L’évaluation de la performance des régimes de retraite

Selon une étude Deloite/Sapiendo d’octobre 2018 la performance de régime de retraite est excessivement variable. Le système est particulièrement efficace pour les fonctionnaires et les enseignants. Toute fois l’effort contributif est particulièrement élevé dans la fonction publique en particulier en raison de la démographie d’déclinante.

L’emploi recule dans la fonction publique

Au deuxième trimestre 2018, les créations nettes d'emploi salarié atteignent 12 500 après 47 500 au trimestre précédent (soit 0 % après + 0,2 %), explique l'Institut national de la statistique et des études économiques (Insee). L'emploi salarié recule notamment de nouveau dans la fonction publique (- 11 800), en raison notamment de la baisse du nombre de contrats aidés, et ralentit dans le privé (+ 24 300).
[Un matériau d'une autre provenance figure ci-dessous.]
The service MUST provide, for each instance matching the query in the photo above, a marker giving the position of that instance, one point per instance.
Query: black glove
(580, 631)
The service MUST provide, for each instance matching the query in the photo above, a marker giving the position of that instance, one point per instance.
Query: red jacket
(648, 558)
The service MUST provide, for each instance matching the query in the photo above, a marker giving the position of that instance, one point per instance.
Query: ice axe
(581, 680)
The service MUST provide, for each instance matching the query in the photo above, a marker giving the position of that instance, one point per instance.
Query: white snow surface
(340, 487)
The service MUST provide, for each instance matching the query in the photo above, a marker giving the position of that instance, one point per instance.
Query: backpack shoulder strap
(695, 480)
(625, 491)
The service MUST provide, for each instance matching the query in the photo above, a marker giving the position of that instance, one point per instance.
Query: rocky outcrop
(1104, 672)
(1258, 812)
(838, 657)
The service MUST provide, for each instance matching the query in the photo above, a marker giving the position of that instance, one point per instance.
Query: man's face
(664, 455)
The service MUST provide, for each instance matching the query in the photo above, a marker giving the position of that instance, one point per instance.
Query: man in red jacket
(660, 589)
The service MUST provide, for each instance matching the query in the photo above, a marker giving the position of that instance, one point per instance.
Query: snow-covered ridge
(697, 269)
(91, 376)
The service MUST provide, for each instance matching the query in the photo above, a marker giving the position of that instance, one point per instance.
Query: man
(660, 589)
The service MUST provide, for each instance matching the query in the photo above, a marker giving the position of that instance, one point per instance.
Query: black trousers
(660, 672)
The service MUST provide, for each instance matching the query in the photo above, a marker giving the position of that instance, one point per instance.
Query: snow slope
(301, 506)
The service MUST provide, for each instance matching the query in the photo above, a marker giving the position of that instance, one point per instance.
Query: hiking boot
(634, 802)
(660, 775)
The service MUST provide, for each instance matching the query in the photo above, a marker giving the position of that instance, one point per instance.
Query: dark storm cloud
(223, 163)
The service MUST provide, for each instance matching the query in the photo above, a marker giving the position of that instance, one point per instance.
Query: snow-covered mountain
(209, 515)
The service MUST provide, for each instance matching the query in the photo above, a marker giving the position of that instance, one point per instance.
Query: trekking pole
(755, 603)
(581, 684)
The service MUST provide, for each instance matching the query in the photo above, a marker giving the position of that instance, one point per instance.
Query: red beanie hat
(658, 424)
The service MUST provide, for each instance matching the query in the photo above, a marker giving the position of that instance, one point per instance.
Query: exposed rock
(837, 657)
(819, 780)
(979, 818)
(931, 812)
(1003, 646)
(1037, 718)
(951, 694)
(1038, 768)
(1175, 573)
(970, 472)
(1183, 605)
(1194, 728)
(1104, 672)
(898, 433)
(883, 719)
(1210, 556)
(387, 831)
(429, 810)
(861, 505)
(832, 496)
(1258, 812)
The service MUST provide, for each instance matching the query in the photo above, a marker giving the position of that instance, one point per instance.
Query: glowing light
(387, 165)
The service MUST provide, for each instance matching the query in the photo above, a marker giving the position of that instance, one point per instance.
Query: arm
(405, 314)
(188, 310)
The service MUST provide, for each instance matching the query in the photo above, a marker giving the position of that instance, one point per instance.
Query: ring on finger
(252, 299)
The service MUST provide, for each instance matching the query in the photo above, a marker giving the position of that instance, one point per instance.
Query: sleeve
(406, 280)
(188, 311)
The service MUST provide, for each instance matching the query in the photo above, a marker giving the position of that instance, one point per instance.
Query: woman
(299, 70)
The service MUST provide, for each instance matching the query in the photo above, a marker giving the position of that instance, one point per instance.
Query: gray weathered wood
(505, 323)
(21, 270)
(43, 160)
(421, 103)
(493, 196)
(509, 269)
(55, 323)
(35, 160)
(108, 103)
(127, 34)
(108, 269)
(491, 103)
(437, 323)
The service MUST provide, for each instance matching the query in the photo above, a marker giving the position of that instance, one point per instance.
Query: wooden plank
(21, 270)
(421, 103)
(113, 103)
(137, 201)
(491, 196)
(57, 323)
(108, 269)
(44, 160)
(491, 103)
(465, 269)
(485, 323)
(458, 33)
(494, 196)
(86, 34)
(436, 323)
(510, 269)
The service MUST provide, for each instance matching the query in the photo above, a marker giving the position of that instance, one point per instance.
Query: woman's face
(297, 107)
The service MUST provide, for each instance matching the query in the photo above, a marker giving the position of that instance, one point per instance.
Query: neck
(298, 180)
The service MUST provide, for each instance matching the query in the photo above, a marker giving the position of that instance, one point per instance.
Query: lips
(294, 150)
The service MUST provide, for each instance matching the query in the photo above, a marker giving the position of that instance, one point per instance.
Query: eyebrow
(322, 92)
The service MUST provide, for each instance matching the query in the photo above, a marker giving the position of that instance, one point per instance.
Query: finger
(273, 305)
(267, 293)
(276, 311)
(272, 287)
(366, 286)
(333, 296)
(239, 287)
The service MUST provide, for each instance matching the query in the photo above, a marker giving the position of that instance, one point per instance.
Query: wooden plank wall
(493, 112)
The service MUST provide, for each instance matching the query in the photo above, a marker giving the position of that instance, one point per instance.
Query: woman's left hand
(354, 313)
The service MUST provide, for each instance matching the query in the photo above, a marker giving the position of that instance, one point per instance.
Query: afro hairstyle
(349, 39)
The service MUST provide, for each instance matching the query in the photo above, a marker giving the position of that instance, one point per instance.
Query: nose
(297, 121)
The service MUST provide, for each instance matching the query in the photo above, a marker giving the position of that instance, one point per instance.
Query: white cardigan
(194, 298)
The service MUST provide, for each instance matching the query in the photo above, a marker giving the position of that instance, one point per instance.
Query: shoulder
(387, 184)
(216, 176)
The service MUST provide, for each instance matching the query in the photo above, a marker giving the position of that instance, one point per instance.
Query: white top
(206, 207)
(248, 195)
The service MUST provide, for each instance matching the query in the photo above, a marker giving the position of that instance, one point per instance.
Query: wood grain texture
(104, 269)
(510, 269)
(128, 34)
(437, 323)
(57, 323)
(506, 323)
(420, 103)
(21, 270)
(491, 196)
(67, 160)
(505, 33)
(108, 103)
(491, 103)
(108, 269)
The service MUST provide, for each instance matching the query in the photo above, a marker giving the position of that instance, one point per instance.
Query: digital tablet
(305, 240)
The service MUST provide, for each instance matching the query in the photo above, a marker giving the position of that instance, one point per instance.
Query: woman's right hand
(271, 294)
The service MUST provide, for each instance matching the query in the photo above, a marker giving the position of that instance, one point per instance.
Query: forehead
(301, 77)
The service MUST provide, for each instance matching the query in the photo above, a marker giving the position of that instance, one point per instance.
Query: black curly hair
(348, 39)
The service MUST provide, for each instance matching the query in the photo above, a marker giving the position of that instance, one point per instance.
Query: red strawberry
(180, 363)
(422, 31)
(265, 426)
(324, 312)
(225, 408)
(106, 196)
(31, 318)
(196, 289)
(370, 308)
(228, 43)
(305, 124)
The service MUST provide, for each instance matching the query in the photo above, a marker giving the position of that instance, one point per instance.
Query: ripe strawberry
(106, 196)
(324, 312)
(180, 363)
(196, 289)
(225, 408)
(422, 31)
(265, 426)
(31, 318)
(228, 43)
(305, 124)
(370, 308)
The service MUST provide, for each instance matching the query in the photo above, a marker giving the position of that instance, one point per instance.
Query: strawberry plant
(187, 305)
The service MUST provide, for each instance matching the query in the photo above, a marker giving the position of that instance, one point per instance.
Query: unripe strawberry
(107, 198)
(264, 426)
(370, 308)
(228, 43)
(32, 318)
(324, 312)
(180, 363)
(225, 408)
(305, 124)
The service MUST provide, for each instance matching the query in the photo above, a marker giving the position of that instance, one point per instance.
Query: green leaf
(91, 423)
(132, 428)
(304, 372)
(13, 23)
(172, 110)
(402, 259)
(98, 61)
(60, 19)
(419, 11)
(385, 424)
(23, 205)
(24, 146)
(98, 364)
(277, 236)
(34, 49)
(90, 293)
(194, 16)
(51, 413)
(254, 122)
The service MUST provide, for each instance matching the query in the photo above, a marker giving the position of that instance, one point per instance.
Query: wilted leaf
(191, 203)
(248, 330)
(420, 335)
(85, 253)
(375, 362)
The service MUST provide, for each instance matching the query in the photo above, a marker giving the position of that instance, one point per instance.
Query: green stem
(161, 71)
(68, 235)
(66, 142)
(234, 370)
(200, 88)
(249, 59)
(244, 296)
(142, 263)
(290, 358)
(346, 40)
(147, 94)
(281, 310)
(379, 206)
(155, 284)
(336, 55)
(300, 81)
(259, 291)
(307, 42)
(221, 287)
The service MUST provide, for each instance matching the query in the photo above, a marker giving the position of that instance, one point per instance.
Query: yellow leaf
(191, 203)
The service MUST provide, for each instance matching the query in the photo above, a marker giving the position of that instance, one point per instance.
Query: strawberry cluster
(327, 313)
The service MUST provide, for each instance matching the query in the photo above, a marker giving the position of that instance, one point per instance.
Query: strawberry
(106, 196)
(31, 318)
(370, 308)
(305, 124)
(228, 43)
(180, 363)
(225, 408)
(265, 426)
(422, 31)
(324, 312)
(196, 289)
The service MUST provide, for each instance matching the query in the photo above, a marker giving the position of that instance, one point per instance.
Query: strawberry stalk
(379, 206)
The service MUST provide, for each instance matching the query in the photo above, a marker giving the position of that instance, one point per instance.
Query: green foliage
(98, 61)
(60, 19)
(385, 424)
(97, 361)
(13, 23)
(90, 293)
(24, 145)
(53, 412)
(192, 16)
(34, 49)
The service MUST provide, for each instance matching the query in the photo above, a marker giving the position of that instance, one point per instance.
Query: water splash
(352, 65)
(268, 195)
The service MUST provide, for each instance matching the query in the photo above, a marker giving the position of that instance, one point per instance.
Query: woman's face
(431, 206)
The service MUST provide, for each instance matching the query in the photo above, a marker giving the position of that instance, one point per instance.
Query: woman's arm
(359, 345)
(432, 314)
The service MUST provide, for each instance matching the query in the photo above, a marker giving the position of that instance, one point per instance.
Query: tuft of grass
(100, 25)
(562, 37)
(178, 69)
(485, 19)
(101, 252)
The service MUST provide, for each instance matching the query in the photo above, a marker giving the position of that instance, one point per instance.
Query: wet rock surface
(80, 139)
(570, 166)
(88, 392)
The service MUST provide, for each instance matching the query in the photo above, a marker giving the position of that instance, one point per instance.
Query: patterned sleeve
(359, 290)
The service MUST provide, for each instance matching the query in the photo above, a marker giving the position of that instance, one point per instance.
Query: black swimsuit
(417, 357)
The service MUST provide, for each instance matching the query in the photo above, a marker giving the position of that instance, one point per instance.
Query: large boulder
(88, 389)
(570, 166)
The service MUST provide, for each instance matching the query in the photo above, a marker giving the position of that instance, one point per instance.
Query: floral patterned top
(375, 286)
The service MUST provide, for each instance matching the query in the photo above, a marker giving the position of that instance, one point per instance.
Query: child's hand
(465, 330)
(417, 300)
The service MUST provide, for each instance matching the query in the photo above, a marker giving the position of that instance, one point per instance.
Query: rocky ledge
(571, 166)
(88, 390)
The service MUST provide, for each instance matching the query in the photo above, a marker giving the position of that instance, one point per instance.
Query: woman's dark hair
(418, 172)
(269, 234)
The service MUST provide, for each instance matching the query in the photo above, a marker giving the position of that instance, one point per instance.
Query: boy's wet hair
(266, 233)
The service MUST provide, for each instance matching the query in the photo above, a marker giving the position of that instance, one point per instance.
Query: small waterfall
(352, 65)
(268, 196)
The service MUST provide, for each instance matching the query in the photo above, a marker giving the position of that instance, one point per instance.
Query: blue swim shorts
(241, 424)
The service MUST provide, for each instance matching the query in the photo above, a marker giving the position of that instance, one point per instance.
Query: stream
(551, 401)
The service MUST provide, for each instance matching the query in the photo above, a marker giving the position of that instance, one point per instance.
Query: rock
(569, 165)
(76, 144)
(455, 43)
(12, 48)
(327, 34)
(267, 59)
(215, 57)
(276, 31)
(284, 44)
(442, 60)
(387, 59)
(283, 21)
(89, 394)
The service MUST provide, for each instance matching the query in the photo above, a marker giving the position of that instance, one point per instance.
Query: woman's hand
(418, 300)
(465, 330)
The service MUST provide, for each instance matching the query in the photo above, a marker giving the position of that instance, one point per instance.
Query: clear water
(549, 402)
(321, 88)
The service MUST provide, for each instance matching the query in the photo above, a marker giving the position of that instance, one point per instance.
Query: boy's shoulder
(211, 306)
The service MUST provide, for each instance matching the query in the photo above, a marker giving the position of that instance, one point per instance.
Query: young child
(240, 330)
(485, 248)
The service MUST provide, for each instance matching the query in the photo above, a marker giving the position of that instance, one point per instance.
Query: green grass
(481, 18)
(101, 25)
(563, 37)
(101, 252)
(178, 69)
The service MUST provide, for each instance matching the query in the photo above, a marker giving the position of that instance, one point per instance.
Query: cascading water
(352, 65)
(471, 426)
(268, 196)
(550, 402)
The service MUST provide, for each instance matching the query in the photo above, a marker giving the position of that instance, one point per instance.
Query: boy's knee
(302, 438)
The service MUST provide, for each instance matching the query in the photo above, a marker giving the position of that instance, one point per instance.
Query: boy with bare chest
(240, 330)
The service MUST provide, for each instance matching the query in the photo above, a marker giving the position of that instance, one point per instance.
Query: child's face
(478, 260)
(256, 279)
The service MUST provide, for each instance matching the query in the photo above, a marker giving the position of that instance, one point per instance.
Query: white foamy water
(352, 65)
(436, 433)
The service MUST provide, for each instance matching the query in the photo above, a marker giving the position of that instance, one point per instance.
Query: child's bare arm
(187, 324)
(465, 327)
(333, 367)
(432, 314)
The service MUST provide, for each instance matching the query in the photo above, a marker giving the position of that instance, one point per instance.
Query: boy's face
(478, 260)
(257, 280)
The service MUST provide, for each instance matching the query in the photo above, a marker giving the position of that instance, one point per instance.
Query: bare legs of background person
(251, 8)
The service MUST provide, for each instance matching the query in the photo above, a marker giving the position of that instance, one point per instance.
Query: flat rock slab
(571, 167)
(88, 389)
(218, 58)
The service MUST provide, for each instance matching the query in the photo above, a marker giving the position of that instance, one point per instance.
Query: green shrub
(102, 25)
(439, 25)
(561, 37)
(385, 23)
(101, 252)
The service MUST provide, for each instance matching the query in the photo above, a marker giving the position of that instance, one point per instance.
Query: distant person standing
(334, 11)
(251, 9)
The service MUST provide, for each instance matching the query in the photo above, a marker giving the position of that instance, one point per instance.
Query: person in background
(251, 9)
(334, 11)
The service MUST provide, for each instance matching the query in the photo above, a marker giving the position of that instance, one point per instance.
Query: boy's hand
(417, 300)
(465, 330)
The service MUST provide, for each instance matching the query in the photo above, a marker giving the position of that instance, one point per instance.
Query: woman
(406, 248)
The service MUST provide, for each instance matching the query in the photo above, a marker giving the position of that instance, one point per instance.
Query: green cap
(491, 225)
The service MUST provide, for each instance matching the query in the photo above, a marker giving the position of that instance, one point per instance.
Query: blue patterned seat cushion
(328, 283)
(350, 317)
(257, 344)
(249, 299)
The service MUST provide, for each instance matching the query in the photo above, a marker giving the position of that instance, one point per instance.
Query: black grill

Le déficit des hôpitaux de Paris persiste

L’Assistance publique-hôpitaux de Paris (AP-HP) envisageraient un déficit de 200 millions d’euros en 2018 après 199 millions en 2017 et 43 millions d’euros en 2016. L’AP-HP représente environ 10% de l’hospitalisation de la France. Selon le Président de la Fédération hospitalière de France, le déficit du secteur public serait de plus d’1 milliard d’euros. L’aggravation s’expliquerait en partie, par une activité inférieure aux attentes

Circulation de SMS frauduleux

La DGFiP a été informée de la diffusion de SMS frauduleux. Le site www.impots.gouv.fr incite donc les contribuables à la plus grande vigilance.

Ces SMS - dont l'émetteur usurpe l'identité de la DGFiP, du site impots.gouv.fr ou de l'application Impots.gouv - informe les contribuables d'un trop perçu d'impôt et les invite à cliquer sur un lien en pour obtenir le remboursement.

La DGFiP ne contacte jamais les usagers de cette manière. Il s’agit donc d’une arnaque pour récupérer les données bancaires des personnes contactées.

Taxe d'habitation : une brochure pratique en ligne pour tout comprendre

Les sites Internet www.impots.gouv.fr a mis en ligne une brochure pratique « impôts locaux 2018 » proposée par la Direction générale des finances publiques (DGFiP) qui vise à répondre, notamment, aux questions des contribuables sur les modalités d'application de la taxe d'habitation en 2018 :

  • Les principales nouveautés liées à la taxe d'habitation (dégrèvement d'office sur la résidence principale, ce dégrèvement concernant les foyers dont les ressources n'excèdent pas 27 000 € de revenu fiscal de référence pour une part, majorées de 8 000 € pour les deux demi-parts suivantes puis de 6 000 € par demi-part supplémentaire) ;
  • La présentation de l'avis d'impôt ;
  • Les personnes imposables et celles exonérées ;
  • Le revenu fiscal de référence ;
  • La détermination de la base d'imposition et le calcul de la taxe (valeur locative brute, taux d'imposition, majoration résidences secondaires...) ;
  • La taxe d'habitation sur les logements vacants (THLV) ;
  • L’établissement de l'imposition ;
  • Le contentieux de la taxe d'habitation.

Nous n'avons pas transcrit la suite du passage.